Fomerly Europe’s largest lead mine, Laisvall was located in Arjeplog Municipality, northern Sweden, towards the Norwegian border. Lead-rich boulders were discovered in 1938 and, by 1941, further investigations had encouraged the authorities to decide to mine the deposit as a strategic, short-term measure. Mining commenced on an ‘improvised’ basis in 1943 but the facilities were upgraded to permanent quality later on and the whole operation expanded in stages.
Governmental imperatives having changed over the years, Boliden was not allowed to extend the mining area by diverting river flows and in 1997 gained government approval for a long-term decommissioning plan. In 1998, $1.8 million were invested, primarily to enhancing environmental impacts. The company announced closure of the mine during October 2001, following exhaustion of its reserves, having produced over 60Mt of ore during its life.
GEOLOGY AND RESERVES
The deposit occured in mainly sedimentary rocks of Cambrian to Devonian age, overlying a Precambrian basement. Mineralisation was hosted in Eocambrian sandstones, with lead distribution seemingly affected by the presence of ridges of Precambrian basement rock and by local overthrusting in the sediments. The lead-zinc-silver sulphide mineralisation was contained in thin horizontal sheets some 60m to 90m below surface. Galena, sphalerite and pyrite were the principal sulphides, with native silver sometimes visible in association with galena. Lead grade varied from nil to as much as 40% in places. Sphalerite was locally more abundant than galena.
As of January 1999, total proven and probable reserves were 6.8Mt grading 0.8% zinc, 4.6% lead and 11g/t silver. Measured and indicated reserves at that time were 3.35Mt grading 1.2% zinc, 2.0% lead and 9g/t silver. However, a SEK13.5 million exploration programme undertaken since 1997 did not reveal any further ore reserves.

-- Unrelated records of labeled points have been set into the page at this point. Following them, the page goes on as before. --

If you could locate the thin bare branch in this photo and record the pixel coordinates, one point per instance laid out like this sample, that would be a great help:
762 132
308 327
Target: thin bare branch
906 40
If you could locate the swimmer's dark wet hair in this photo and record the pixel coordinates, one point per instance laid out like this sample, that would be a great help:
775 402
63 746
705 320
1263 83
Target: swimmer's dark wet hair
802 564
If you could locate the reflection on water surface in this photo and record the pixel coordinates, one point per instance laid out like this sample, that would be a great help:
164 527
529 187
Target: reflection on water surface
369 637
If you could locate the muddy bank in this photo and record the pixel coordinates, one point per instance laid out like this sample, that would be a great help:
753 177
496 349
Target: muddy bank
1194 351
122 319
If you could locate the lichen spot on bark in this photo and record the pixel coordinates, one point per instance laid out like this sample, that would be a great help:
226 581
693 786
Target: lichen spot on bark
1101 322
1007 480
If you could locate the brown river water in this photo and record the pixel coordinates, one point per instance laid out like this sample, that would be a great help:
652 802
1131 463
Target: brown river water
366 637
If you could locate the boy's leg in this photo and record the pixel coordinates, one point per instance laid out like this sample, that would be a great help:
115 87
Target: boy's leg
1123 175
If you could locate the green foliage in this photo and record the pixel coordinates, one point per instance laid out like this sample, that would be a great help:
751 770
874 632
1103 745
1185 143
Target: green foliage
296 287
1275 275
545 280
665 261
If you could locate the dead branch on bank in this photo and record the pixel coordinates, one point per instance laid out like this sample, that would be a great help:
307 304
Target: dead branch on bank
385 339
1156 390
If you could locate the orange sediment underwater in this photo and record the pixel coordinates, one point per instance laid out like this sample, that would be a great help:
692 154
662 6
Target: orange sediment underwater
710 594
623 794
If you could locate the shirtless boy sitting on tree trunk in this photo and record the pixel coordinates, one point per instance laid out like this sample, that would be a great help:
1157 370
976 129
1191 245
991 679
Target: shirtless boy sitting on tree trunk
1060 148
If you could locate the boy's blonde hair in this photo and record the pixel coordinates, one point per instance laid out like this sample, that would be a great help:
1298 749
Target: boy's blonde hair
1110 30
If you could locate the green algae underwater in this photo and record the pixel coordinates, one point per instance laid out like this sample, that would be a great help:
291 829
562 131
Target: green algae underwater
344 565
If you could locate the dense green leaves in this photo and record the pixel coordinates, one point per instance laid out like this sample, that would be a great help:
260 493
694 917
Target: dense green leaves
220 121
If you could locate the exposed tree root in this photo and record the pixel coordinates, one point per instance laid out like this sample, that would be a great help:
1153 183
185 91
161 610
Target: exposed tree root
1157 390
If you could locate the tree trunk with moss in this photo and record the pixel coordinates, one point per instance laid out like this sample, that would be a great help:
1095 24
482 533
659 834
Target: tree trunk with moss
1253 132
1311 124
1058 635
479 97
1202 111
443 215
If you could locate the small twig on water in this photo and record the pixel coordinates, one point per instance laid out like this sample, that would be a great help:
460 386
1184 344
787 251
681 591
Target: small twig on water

The mining technique used at Laisvall was room-and-pillar, with room heights ranging from 3m to 18m. The rooms were excavated by drill-and-blast, using large Atlas Copco two-boom jumbos. Nitro Nobel Romec charging vehicles were used for explosive placement and scaling was also mechanised.
LHDs and modified wheel-loaders fed trucks for haulage to the on-site concentrator at surface, the whole of this operation having been contracted out since 1996. The roadway system was more than 250km in length, with 50km of the most heavily used roads being paved with asphalt.
Late in 1997, the mine started to develop and mine a recently discovered zinc-rich ore zone called Nadok, near the existing working area.
Part of the mine lay under Lake Stor-Laisan, and water seepage at 480 litres/s was handled by four large pumping stations. One third of the water was pumped directly back to the lake, another third was treated and returned to the lake and one third was used as process water.
The grinding and flotation recovery system was enhanced by the introduction of Svedala Cisa Microcel column flotation equipment and optimisation technology. The relatively simple sulphide ores allowed Boliden to optimise the concentrator for lead recovery, at the same time achieving excellent silver and good zinc recoveries.
Concentrates were trucked to Skelleftehamn. All the zinc and about half the lead product was exported, the balance of the lead concentrate undergoing treatment in the recently expanded Rönnskär smelter’s Kaldo furnace, which utilises scrap as well (see also Boliden Area Operations).
In 1997, the mining rate at Laisvall was raised to 1.9Mt/y and, in 1999, the concentrator milled 1.95Mt yielding 94,000t of lead and 24,000t of zinc concentrate. These concentrates also contained 16000kg of silver.
Contained metal outputs reported for 2000, the last full year of operation, were 63,605t of lead, 13,010t of zinc and 462,000oz of silver.